Manipulation: file format conversion

This page details:

  • deriving access copies from high resolution analogue materials that we have had digitised
  • deriving access copies of DVD video and CD-DA audio following our ingest procedures

Image conversion

When we have high resolution images in our collections, such as the TIFF images from in-house digitisation, we should generate a low resolution access copy for research use. We make such access copies in JPEG format, and use ImageMagick for mass conversion. In our experience, using this without providing any settings other than the input and output files generates acceptable file sizes for our typical use case, e.g. deriving c. 5MB JPEG files from 150-200 MB TIFF images.

We will typically run this on a whole folder of images at once through Windows PowerShell, targetting the present working directory:

gci -filter *.tif | ForEach-Object { & MagickConvert $_.FullName ".\$($_.BaseName).jpg"}

Where we have aliased ‘MagickConvert’ to the full path of the convert.exe from ImageMagick.

Video conversion

Single file copies

When we have high resolution video in our collections, such as those copied from analogue film, we should generate a low resolution access copy for research use. We make such access copies in mp4 format, and use ffmpeg for conversion.

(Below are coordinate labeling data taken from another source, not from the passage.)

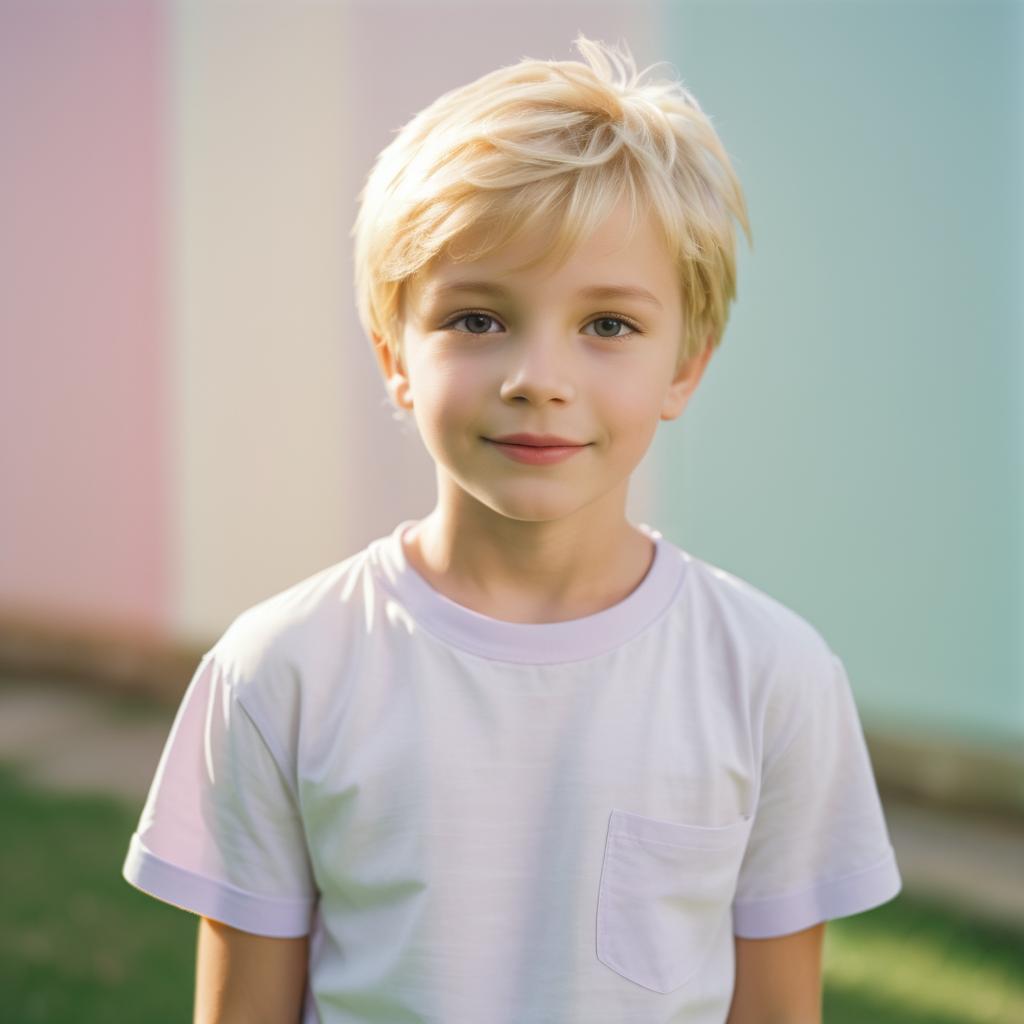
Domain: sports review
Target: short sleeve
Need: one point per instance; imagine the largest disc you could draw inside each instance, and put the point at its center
(220, 834)
(818, 847)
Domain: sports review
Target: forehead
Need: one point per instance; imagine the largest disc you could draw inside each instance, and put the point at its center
(611, 263)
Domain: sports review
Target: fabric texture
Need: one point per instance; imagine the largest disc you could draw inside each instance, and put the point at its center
(482, 820)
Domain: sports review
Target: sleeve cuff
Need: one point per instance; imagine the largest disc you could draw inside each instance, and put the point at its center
(285, 919)
(763, 919)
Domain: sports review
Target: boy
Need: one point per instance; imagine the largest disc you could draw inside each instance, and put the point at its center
(521, 761)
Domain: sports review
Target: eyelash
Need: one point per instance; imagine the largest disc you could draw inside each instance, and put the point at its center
(632, 325)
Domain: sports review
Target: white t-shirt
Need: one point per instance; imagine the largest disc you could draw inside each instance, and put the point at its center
(480, 821)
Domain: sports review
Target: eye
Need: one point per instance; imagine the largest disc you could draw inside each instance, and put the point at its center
(616, 322)
(603, 323)
(471, 317)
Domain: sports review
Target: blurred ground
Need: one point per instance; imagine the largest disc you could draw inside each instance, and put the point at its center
(76, 739)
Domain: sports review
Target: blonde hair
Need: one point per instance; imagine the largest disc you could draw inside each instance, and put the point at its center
(554, 144)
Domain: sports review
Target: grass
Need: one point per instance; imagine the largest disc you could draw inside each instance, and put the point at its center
(79, 945)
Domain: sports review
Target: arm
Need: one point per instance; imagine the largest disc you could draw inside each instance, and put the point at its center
(778, 980)
(242, 978)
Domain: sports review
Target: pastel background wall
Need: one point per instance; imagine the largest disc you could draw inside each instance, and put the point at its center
(190, 418)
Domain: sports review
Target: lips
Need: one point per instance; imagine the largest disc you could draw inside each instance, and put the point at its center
(537, 440)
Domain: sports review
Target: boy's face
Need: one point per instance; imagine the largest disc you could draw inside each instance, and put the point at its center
(544, 358)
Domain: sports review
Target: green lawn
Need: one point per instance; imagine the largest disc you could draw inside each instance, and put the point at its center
(79, 945)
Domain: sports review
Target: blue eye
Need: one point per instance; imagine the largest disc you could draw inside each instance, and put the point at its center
(620, 322)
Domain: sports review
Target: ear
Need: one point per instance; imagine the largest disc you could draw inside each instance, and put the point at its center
(685, 383)
(394, 373)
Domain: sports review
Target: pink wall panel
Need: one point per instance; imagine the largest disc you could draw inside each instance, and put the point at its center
(82, 474)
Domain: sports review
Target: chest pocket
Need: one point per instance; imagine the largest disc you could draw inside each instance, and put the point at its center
(666, 892)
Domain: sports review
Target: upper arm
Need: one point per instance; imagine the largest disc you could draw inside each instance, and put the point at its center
(242, 977)
(778, 980)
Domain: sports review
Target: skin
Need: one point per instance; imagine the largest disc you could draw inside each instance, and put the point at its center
(778, 980)
(539, 544)
(243, 978)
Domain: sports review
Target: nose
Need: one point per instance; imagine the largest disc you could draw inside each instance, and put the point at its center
(539, 372)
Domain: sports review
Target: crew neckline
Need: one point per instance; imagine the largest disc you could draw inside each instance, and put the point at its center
(534, 643)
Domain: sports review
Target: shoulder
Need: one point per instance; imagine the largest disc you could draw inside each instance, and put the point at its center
(782, 657)
(270, 647)
(770, 636)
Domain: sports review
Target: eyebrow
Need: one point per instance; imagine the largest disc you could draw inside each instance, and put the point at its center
(591, 292)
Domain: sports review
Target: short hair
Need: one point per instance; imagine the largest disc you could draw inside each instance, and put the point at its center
(552, 144)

By default, we use the following settings during conversion:

  • -c:v libx264
  • -movflags faststart
  • -pix_fmt yuv420p
  • -vf yadif
  • -c:a aac
  • -hide_banner
ffmpeg -i "$in" -c:v libx264 -movflags faststart -pix_fmt yuv420p -vf yadif -c:a aac "$out" -hide_banner

Where we have aliased ‘ffmpeg’ to the path of the ffmpeg.exe file, ‘$in’ to the path of the input file, and ‘$out’ to the path of the desired output file (which will be a .mp4).

DVDs - concatenation

When applying our logical copying procedure to DVDs, we will typically be left with multiple .VOB files per disk that need to be concatenated back together to avoid cuts that would not be present when viewing the original in a DVD player.

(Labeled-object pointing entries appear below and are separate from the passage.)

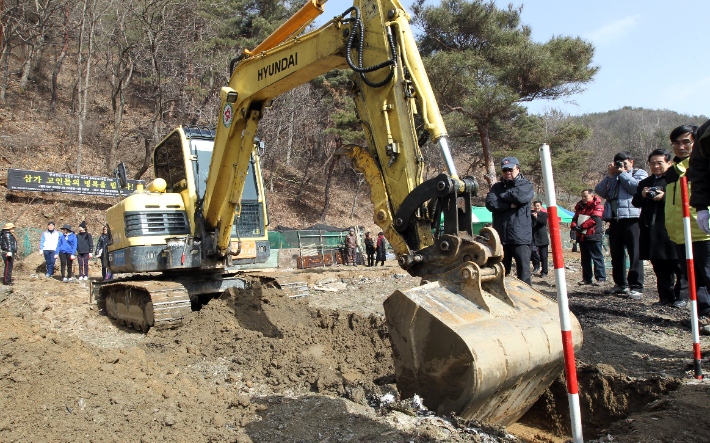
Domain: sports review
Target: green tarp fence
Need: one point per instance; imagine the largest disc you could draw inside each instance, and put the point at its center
(306, 238)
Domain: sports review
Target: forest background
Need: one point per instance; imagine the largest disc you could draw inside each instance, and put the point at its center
(85, 84)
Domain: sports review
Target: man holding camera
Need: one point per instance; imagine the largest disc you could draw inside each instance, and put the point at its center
(618, 188)
(655, 244)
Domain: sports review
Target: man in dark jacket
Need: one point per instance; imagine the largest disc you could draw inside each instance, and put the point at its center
(540, 238)
(587, 225)
(509, 201)
(699, 175)
(8, 245)
(84, 249)
(654, 243)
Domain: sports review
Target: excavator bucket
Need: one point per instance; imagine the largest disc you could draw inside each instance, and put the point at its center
(485, 350)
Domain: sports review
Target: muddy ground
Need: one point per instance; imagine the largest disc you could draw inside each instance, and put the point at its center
(259, 366)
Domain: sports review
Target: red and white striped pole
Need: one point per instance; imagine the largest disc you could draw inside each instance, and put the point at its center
(691, 277)
(562, 301)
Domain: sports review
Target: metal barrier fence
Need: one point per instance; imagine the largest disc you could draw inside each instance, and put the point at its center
(27, 239)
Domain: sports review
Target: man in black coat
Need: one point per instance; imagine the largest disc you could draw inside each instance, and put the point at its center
(699, 175)
(540, 238)
(654, 243)
(509, 201)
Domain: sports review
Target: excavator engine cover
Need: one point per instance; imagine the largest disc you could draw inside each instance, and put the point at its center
(487, 357)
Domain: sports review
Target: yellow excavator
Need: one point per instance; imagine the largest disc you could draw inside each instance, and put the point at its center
(469, 340)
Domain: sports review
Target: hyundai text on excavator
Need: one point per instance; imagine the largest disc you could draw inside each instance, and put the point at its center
(469, 340)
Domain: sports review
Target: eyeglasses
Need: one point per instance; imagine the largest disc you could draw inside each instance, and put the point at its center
(685, 142)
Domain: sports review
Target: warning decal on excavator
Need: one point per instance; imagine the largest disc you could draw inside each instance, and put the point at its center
(227, 115)
(248, 249)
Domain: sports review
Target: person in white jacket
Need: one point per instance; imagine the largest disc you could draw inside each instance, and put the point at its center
(48, 246)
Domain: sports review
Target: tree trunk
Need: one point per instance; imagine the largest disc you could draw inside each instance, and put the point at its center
(338, 144)
(26, 67)
(6, 74)
(289, 146)
(147, 160)
(488, 159)
(119, 105)
(85, 99)
(60, 61)
(359, 185)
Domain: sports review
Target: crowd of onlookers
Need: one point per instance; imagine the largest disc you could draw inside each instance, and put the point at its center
(63, 245)
(640, 212)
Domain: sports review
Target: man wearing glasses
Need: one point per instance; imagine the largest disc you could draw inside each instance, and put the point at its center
(618, 188)
(509, 201)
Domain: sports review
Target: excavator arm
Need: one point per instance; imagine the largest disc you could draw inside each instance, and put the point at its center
(469, 340)
(390, 86)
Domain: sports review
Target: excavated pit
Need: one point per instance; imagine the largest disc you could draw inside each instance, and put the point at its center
(605, 397)
(271, 338)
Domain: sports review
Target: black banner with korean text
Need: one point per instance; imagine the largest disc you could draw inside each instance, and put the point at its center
(42, 181)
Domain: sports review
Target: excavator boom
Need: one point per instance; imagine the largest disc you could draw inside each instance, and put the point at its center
(469, 340)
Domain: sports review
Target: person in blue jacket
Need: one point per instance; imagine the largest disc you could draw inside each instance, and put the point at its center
(618, 188)
(66, 252)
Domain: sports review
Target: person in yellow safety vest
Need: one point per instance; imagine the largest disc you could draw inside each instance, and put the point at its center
(683, 141)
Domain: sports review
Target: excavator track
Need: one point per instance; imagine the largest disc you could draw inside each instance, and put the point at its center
(146, 304)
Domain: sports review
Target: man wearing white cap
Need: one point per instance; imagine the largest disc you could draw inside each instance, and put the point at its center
(48, 246)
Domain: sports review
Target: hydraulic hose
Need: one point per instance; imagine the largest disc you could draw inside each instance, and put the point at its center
(358, 29)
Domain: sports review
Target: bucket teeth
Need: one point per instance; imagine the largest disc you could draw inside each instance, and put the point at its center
(488, 361)
(146, 304)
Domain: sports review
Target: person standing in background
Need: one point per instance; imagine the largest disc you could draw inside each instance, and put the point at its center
(654, 243)
(618, 188)
(541, 239)
(381, 248)
(48, 247)
(509, 202)
(8, 245)
(66, 252)
(587, 225)
(683, 143)
(351, 248)
(84, 248)
(102, 253)
(370, 249)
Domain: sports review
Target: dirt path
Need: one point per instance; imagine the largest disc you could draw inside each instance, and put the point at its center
(259, 366)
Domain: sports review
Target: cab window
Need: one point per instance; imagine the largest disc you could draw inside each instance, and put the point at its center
(169, 163)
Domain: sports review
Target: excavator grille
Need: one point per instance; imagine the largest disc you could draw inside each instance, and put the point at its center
(140, 224)
(249, 221)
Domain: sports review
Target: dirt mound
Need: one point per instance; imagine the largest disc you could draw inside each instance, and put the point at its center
(604, 396)
(280, 341)
(61, 389)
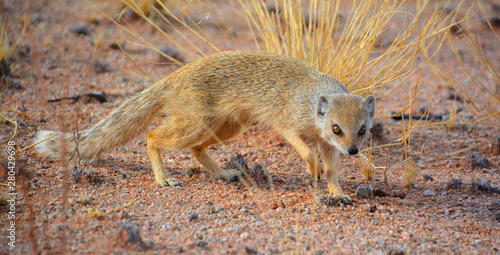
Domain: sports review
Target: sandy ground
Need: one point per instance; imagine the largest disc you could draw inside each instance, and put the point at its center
(115, 206)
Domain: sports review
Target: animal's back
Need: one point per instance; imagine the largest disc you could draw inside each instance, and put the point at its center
(262, 86)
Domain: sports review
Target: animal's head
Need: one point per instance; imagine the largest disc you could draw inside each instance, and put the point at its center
(345, 120)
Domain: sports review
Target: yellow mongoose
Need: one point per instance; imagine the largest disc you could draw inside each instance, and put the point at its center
(215, 98)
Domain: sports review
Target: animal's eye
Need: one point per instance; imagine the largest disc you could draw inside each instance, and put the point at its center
(362, 130)
(336, 130)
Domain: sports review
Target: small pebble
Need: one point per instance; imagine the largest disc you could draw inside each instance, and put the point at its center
(429, 193)
(78, 28)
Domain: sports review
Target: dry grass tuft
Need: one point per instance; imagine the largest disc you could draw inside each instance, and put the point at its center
(367, 166)
(480, 91)
(474, 161)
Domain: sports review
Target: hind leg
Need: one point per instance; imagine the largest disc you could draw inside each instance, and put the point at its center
(224, 132)
(155, 145)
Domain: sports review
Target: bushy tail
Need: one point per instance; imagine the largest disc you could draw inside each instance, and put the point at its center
(122, 125)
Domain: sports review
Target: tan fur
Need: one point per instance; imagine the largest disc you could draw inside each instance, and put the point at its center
(213, 99)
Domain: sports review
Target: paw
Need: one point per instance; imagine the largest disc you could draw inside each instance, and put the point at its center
(316, 174)
(169, 182)
(342, 199)
(231, 175)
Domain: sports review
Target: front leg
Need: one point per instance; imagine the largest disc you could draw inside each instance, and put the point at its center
(305, 152)
(331, 164)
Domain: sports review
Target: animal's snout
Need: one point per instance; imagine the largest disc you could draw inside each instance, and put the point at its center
(352, 150)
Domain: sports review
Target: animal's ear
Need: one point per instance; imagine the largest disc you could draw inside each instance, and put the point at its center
(369, 106)
(322, 106)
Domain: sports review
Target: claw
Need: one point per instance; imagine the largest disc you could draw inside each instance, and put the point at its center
(171, 182)
(342, 199)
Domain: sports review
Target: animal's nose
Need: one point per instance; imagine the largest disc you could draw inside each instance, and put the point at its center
(352, 150)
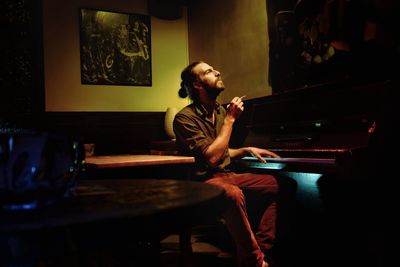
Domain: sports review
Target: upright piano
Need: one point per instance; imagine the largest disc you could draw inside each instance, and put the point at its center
(322, 128)
(334, 143)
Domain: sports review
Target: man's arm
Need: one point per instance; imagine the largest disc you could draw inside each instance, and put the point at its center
(216, 150)
(259, 153)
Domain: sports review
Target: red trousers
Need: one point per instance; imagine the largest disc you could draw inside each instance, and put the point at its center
(249, 243)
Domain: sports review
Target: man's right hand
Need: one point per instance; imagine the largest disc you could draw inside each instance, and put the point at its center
(235, 108)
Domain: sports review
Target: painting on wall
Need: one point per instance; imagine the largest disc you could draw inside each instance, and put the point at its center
(115, 48)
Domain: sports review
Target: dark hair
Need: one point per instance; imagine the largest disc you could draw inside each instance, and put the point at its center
(188, 77)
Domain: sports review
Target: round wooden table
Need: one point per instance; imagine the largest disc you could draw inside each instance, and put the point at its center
(107, 215)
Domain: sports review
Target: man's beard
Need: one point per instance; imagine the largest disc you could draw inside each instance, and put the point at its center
(213, 91)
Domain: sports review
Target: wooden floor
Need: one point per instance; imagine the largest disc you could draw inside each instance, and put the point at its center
(211, 246)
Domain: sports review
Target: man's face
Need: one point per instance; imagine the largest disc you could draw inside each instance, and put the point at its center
(209, 79)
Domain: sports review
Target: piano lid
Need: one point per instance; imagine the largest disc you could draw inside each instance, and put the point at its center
(318, 119)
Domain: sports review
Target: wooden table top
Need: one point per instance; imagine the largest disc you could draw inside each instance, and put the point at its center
(114, 161)
(137, 201)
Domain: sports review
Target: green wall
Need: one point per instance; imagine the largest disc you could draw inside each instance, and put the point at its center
(63, 89)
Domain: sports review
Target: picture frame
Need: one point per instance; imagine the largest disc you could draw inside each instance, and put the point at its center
(115, 48)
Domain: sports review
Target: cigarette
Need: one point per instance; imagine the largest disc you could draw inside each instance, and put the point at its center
(243, 96)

There may be one or more tracks (separate videos/episodes) on a disk, and we want to group the files for each of these separately. These can be identified by filename, where filenames beginning ‘VTS_01’ are from the first track, ‘VTS_02’ from the second, and so on. Typically we will concatenate from VTS_XX_01 onwards, ignoring files ending _0.VOB, which typically store material for use on menus.

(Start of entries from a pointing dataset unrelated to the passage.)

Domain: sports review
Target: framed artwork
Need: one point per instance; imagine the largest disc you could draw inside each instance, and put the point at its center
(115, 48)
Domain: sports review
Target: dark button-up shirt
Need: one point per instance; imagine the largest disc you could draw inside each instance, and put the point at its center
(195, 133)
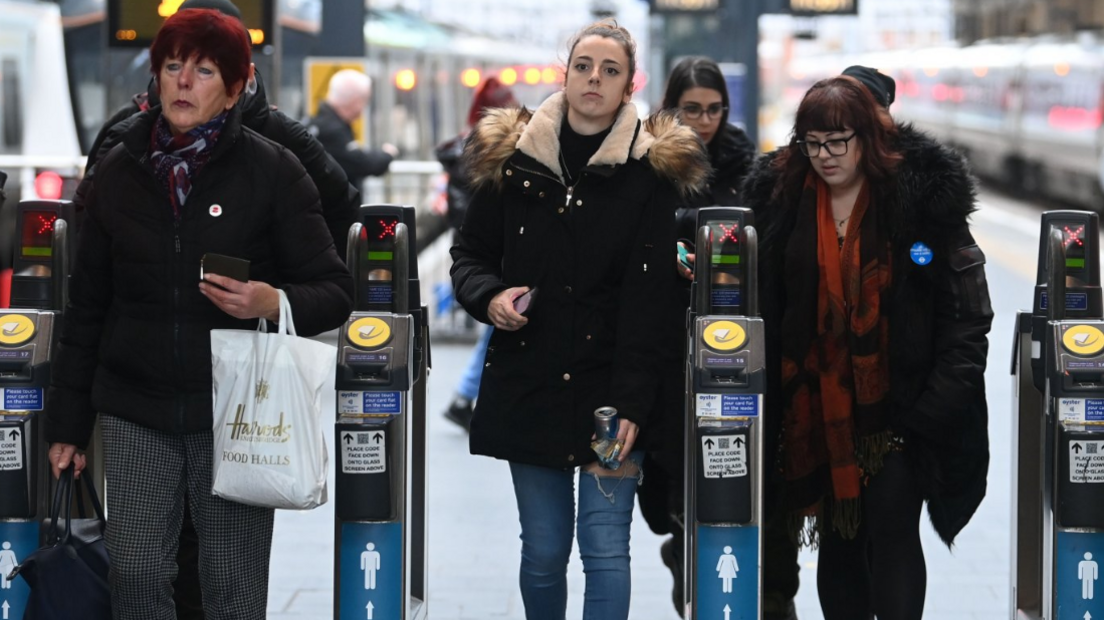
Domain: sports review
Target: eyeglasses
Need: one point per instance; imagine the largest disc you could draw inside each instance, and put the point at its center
(693, 111)
(837, 147)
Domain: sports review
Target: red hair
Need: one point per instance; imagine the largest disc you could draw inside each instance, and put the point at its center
(205, 34)
(491, 94)
(830, 105)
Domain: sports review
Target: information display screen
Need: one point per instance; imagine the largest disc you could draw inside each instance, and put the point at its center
(725, 243)
(1073, 237)
(134, 23)
(36, 238)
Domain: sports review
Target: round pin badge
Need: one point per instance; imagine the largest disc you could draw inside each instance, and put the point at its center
(724, 335)
(921, 254)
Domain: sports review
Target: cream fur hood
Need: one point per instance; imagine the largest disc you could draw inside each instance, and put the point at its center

Other than the input being changed to a ‘concat’ variant, we use the same procedure as for single files, for example for combining 4 such files for the first track in the present working directory:

ffmpeg -i "concat:VTS_01_1.VOB|VTS_01_2.VOB|VTS_01_3.VOB|VTS_01_4.VOB" -c:v libx264 -movflags faststart -pix_fmt yuv420p -vf yadif '..\..\CombinedVideo.mp4'

Where we have aliased ‘ffmpeg’ to the full path of the ffmpeg.exe file, and we send the output (named here ‘CombinedVideo.mp4’ down two levels, outside of what is assumed to be a VIDEO_TS folder.

Audio conversion

Single file copies

For single files we use ffmpeg for conversion. In our experience, using this without providing any settings other than the input and output files generates acceptable file sizes for our typical use case. We output in either MP3 or M4A.

ffmpeg -i "$in" "$out"

Where we have aliased ‘ffmpeg’ to the path of the ffmpeg.exe file, ‘$in’ to the path of the input file, and ‘$out’ to the path of the desired output file (which will be a .mp3 or .m4a).

CD-DA - breaking up WAV files according to a CUE file

Our ingest procedure for CD-DA audio generates a single WAV audio file along with a CUE file with details of how the tracks are divided.

We use Audacity to convert the files, and we use J. Scott Smith’s ‘cue2lbl’ tool tool to convert the CUE files into Audacity labels.

We open the WAV file and import the labels (Import -> Labels) to Audacity, then export as individual files (Export -> Export Multiple). We use all default options (export as MP3, split files based on labels, name files using label/track name).